だがそれに反し、男の顔には何の感情も浮上していない。極めてフラットな、止まった心電図のような地平線だった。
そして男はこう言った。
「そこら辺はどうでもいいよ」
『………………………』
「第三次大戦が起きてもどうでもいいよ。俺の創った兵器が誰かを殺してもどうでもいいよ。人類が滅んでもどうでもいいよ。地割れで都市が丸ごと消えてもどうでもいいよ。空が落っこちてきてもどうでもいいよ。世界が五分前に作られていようがどうでもいいよ。実は文明が全部宇宙人によって作られててもどうでもいいよ。それが丸っと全部、お前のせいだって言われても――――どうでもいい」
ぞぅ、と。
少年にも青年にも見える男の背が、緩やかにねじくれていく。
画像を少しずつ変化させるクイズがあるが、それとも似たようなもの。一見したら全く何も変わっていないように見えるにもかかわらず、クイズの司会者はどこかが変化していると言い張っているような疎外感。
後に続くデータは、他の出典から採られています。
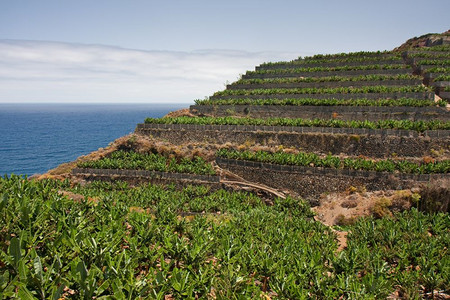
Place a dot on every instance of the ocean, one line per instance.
(35, 138)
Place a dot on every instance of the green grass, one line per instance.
(343, 59)
(339, 90)
(151, 161)
(132, 243)
(331, 69)
(419, 126)
(432, 62)
(328, 79)
(350, 54)
(330, 161)
(323, 102)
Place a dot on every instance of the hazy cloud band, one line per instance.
(36, 71)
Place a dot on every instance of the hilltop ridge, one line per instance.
(325, 177)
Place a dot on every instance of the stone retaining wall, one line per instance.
(145, 176)
(330, 64)
(352, 141)
(310, 182)
(370, 113)
(418, 95)
(325, 84)
(330, 73)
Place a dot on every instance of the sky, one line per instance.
(145, 51)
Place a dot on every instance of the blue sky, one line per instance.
(178, 51)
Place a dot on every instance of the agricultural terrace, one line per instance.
(324, 102)
(419, 126)
(108, 240)
(150, 161)
(335, 162)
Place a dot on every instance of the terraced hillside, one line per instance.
(209, 202)
(355, 119)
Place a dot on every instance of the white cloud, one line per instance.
(35, 71)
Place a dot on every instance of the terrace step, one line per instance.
(329, 64)
(330, 73)
(326, 84)
(421, 69)
(408, 53)
(429, 77)
(413, 95)
(360, 113)
(351, 141)
(308, 181)
(415, 60)
(381, 55)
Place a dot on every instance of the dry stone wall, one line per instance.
(310, 182)
(370, 113)
(351, 141)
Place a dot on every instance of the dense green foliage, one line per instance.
(330, 69)
(442, 78)
(433, 62)
(434, 48)
(429, 55)
(328, 79)
(150, 161)
(383, 124)
(342, 59)
(438, 70)
(330, 161)
(323, 102)
(130, 243)
(352, 54)
(338, 90)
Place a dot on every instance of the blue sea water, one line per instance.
(35, 138)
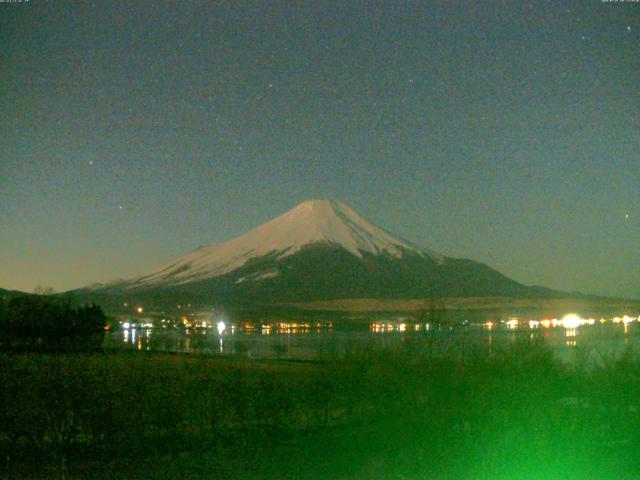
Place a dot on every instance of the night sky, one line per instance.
(505, 132)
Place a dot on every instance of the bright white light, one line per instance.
(221, 327)
(571, 320)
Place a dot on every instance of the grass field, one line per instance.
(518, 414)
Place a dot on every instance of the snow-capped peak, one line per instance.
(311, 222)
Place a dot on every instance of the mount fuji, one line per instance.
(319, 250)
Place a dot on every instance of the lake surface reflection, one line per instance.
(568, 336)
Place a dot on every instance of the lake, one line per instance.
(570, 335)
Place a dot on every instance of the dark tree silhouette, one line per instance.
(45, 323)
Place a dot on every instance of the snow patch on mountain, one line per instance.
(311, 222)
(258, 276)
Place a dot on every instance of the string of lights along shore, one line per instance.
(503, 132)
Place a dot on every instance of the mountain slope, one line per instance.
(319, 250)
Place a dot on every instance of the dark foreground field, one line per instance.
(518, 414)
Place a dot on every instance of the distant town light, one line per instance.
(221, 327)
(571, 320)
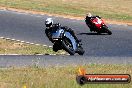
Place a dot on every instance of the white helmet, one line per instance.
(49, 22)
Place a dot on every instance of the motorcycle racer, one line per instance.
(88, 18)
(50, 27)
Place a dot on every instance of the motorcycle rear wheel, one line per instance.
(80, 50)
(107, 30)
(67, 45)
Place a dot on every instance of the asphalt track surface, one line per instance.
(44, 61)
(108, 49)
(30, 28)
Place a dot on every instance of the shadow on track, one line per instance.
(91, 34)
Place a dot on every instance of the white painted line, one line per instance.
(44, 45)
(22, 41)
(37, 44)
(28, 42)
(18, 40)
(2, 37)
(32, 43)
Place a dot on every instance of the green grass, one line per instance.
(14, 47)
(58, 77)
(109, 9)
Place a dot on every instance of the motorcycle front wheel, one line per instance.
(107, 30)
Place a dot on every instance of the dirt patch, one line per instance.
(64, 16)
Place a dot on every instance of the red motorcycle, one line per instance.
(96, 24)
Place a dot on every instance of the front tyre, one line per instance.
(67, 45)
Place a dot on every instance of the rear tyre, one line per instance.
(55, 48)
(107, 30)
(80, 51)
(81, 80)
(67, 45)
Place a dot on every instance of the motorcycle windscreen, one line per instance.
(73, 41)
(57, 34)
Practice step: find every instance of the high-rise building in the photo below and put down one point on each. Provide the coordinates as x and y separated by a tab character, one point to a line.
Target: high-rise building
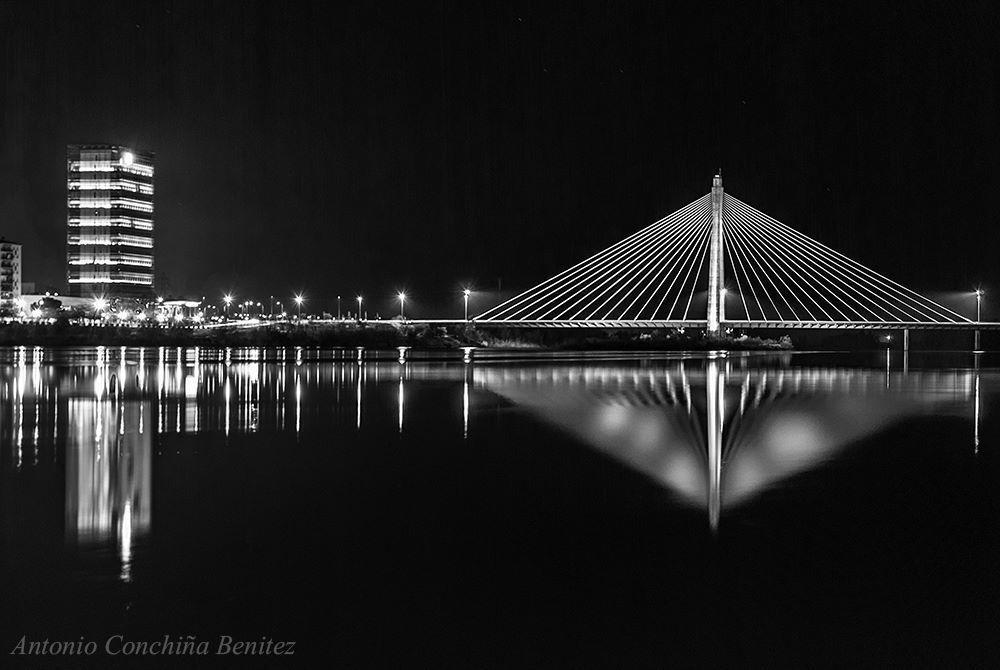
10	272
109	219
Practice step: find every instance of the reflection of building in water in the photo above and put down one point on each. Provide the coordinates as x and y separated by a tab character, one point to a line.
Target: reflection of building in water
109	472
717	434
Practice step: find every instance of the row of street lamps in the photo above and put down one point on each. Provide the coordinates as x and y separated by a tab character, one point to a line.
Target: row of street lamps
401	296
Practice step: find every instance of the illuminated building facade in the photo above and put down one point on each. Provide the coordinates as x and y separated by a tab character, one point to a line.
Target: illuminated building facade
109	220
10	272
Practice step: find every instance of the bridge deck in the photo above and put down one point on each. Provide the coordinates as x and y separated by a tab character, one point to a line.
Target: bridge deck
745	325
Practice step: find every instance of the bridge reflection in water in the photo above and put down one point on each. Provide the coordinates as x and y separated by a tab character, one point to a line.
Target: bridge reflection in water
715	432
718	432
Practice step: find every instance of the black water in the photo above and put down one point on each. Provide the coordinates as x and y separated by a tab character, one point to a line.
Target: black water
809	510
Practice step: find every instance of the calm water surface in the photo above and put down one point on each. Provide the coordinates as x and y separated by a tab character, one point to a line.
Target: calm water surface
613	510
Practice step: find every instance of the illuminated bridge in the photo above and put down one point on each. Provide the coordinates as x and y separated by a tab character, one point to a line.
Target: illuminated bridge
717	264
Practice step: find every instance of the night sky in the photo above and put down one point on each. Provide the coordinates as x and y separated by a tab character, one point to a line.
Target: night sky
344	148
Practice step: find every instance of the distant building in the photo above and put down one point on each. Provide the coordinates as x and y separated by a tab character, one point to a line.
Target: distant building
109	221
10	272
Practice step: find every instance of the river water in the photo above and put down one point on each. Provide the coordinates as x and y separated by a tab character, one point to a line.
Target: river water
528	510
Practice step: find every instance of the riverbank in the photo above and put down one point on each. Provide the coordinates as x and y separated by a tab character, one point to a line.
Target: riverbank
374	335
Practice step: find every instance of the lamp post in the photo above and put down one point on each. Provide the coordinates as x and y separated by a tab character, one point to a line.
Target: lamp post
979	317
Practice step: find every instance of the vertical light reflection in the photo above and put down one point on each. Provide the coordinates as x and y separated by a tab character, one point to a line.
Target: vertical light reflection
298	402
714	390
359	395
400	402
976	410
229	396
465	408
108	475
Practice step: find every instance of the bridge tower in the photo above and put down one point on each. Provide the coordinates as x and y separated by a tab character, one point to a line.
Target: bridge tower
716	279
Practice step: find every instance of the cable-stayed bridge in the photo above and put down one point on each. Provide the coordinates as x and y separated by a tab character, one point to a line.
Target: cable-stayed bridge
719	263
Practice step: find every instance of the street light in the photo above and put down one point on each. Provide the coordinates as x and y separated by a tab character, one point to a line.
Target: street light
979	316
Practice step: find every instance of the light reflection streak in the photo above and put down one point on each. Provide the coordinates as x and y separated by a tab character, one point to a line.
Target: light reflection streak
715	433
719	453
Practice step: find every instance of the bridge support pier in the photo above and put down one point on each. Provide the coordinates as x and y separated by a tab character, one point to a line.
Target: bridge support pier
716	281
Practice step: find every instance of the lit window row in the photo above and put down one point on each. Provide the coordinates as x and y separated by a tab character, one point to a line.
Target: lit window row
137	262
145	280
110	166
135	168
109	222
109	185
97	203
110	241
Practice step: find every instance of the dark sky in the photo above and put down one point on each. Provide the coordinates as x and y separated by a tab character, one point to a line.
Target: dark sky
338	148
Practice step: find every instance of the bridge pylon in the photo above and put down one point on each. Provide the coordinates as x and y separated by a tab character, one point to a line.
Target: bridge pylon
716	267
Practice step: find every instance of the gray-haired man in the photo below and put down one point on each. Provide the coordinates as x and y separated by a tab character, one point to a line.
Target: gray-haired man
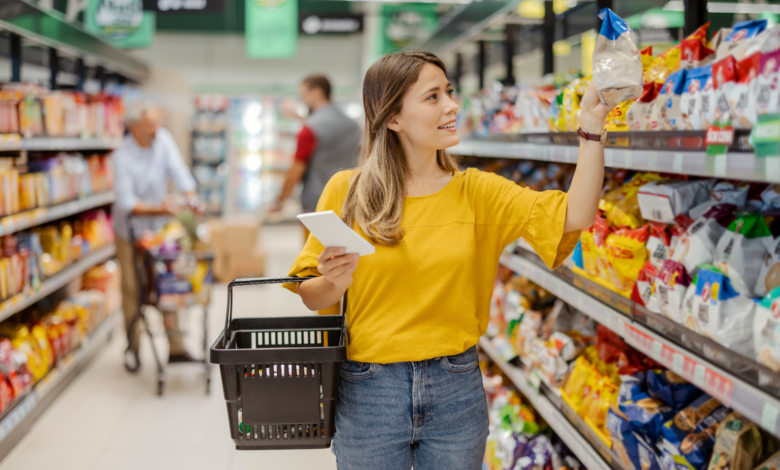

「この世界なんてどうでもいい。だから覚悟もクソもない」
『……嘘つき』
小さく、毒づくように放たれたその囁きに、怪物はようやく表情を思い出したかのように口元を微かに歪めた。
空になったカップを卓上に置き、男は立ち上がって大きく伸びをする。
「――――これからやることに、世界はどう名付けるんだろうな。あるいは歴史の表に出ることなく揉み潰されるかもしれないが」
だがいずれにしても楽しみだ、と黒衣の男は言う。
それに対し、端末の先は何も言わない。言っても無駄だと分かっているから。言ってもこの怪物は止まれないと知っているから。
小日向相馬は言う。
「さぁ凱旋だ。巣穴に引きこもって外を覗くしかできないチキン野郎のケツをブッ叩いてやろう」
勝利の果てに何を喪うか。
敗北の果てに何を獲るか。
個人の
個人による
個人のための戦争を始めよう。
汝の欲することを、為すために。
世界とは鏡のようなもの。それを変えるにはあなたを変えるしかない。